Scientists recently discovered a way to formulate the atomic-scale chemical properties of water-splitting catalyst that can be integrated with a solar cell. It resulted in giving a huge boost to efficiency and stability of artificial photosynthesis. The research was led by researchers from Department of Energy’s Lawrence Berkeley National Laboratory who worked at the Joint Center for Artificial Photosynthesis to find an economic way to turn water, sunlight, and carbon dioxide to fuel. According to the lead investigator of this researcher, Ian Sharp, “In order for an artificial photosystem to be viable, we need to be able to make it once, deploy it, and have it last for 20 or more years without repairing it.” He is currently the head of materials integration and interface science research at JCAP.

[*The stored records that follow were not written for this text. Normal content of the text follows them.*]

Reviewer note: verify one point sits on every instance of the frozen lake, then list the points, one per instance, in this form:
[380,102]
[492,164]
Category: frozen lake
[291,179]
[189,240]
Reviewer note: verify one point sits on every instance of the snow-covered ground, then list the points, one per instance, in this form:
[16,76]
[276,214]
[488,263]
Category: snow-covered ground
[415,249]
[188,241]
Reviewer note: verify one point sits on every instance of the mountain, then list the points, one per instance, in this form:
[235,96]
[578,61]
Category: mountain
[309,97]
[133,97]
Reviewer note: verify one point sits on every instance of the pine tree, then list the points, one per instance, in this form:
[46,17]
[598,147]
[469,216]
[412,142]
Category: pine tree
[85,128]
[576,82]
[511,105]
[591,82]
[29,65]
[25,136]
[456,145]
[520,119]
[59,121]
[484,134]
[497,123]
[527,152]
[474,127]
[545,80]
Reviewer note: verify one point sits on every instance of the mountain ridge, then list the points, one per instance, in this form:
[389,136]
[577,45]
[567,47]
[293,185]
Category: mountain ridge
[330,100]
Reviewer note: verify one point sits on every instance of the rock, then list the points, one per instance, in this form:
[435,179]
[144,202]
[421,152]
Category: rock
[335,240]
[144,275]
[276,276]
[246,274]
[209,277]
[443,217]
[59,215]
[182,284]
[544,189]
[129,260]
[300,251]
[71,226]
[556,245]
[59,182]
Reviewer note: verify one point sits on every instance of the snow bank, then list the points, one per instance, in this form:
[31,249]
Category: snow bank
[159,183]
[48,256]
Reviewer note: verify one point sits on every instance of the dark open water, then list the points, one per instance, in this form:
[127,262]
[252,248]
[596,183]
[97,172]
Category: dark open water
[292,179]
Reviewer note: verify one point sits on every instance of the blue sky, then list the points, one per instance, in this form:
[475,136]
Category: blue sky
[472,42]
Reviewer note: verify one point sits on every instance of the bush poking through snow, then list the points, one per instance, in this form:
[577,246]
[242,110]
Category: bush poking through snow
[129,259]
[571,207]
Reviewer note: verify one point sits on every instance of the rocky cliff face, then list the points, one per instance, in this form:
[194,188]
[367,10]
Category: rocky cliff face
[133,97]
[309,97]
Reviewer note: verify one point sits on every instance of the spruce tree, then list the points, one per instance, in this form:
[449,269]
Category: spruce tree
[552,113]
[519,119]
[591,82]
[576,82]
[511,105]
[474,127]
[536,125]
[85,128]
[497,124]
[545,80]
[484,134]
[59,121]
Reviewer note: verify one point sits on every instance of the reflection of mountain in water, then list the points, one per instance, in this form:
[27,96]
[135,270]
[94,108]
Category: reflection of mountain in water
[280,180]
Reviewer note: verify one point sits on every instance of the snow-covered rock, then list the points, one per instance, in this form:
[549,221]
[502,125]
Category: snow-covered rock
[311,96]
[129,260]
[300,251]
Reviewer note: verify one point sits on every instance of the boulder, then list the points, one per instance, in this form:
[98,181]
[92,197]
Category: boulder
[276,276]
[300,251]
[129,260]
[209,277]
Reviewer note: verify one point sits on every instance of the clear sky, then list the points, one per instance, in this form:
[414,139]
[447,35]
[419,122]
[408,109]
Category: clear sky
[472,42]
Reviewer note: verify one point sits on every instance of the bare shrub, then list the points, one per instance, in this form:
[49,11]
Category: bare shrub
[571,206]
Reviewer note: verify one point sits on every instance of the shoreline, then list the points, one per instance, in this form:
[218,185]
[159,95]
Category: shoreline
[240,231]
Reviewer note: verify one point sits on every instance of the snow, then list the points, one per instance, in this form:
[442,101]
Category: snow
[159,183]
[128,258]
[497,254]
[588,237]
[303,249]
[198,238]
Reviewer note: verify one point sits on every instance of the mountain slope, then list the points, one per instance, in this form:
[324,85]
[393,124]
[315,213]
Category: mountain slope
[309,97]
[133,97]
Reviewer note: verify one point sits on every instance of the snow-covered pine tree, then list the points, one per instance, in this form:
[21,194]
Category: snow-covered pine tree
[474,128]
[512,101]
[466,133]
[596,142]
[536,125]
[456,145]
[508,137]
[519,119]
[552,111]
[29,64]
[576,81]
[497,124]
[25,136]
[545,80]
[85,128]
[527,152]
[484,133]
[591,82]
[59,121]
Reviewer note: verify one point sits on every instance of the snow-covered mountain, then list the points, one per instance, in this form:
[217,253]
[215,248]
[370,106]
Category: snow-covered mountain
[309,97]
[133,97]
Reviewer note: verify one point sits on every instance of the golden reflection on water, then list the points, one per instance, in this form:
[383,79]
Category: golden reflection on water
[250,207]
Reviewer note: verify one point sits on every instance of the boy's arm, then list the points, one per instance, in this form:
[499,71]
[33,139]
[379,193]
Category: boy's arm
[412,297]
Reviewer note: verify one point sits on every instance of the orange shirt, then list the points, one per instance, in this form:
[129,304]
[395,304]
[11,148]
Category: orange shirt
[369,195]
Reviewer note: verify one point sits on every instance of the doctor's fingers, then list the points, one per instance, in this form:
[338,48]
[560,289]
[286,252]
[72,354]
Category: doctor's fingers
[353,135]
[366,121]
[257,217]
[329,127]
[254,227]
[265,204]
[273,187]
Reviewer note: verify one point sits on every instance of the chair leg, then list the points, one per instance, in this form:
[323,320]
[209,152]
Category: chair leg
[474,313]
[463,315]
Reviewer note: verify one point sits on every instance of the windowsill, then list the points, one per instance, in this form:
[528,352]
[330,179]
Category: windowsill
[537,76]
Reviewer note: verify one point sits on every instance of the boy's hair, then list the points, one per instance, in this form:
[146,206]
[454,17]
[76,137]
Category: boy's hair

The main challenge was that the active chemical environments required for artificial photosynthesis proved to be damaging for semiconductors that are used for capturing sunlight and empower the device. Sharp adds, “Good protection layers are dense and chemically inactive. That is completely at odds with the characteristics of an efficient catalyst, which helps to split water to store the energy of light in chemical bonds. The most efficient catalysts tend to be permeable and easily transform from one phase to another. These types of materials would usually be considered poor choices for protecting electronic components.”
The engineering of an atomically precise membrane supported the chemical reaction without causing any damage to the sensitive semiconductor. The team was able to meet all requirements of the artificial photosynthesis. The lead author of this study, Jinhui Yang says, “This gets into the key aspects of our work. We set out to turn the catalyst into a protective coating that balances these competing properties.” To formulate the catalyst, the used a technique called plasma-enhanced atomic layer deposition. It is one of the common methods used in the creation of integrated circuits in the semiconductor industry.
Yang adds, “This technique gave us the level of precision we needed to create the composite film. We were able to engineer a very thin layer to protect the sensitive semiconductor, then atomically join another active layer to carry out the catalytic reactions, all in a single process.”